On January 12, 2007, while attempting to start a cold soaked, ski-equipped Cessna 185F, the engine was over-primed. The engine subsequently started at an unusually high rpm; the aircraft departed its parking spot and struck a snowbank. The aircraft sustained damage to its right wing, right landing gear leg, and horizontal stabilizer. TSB File A07C0006.
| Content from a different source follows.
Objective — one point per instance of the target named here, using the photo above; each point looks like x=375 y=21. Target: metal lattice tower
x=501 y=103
On January 24, 2007, a Cessna 401B was landing on Runway 22 at Swift Current, Sask. After touchdown, the right main landing gear collapsed. The right wing contacted the runway surface and the aircraft veered to the right off the runway surface. There were no injuries. Information provided indicated that all three wheels showed down and locked prior to touchdown, and that the warning horn did not activate until the right main landing gear began to collapse. Examination by company maintenance found that a double-ended adjusting screw (LH and RH threads) broke at the rod end and allowed the side brace to unlock from its overcenter position. TSB File A07C0016.
On January 28, 2007, a Cessna 172H was on approach for Runway 33 at the St-Mathieu-de-Beloeil, Que., aerodrome. The aircraft landed approximately 200 ft before the runway threshold, on a snow-covered surface, and turned over onto its back. The pilot was not injured in the accident. TSB File A07Q0023.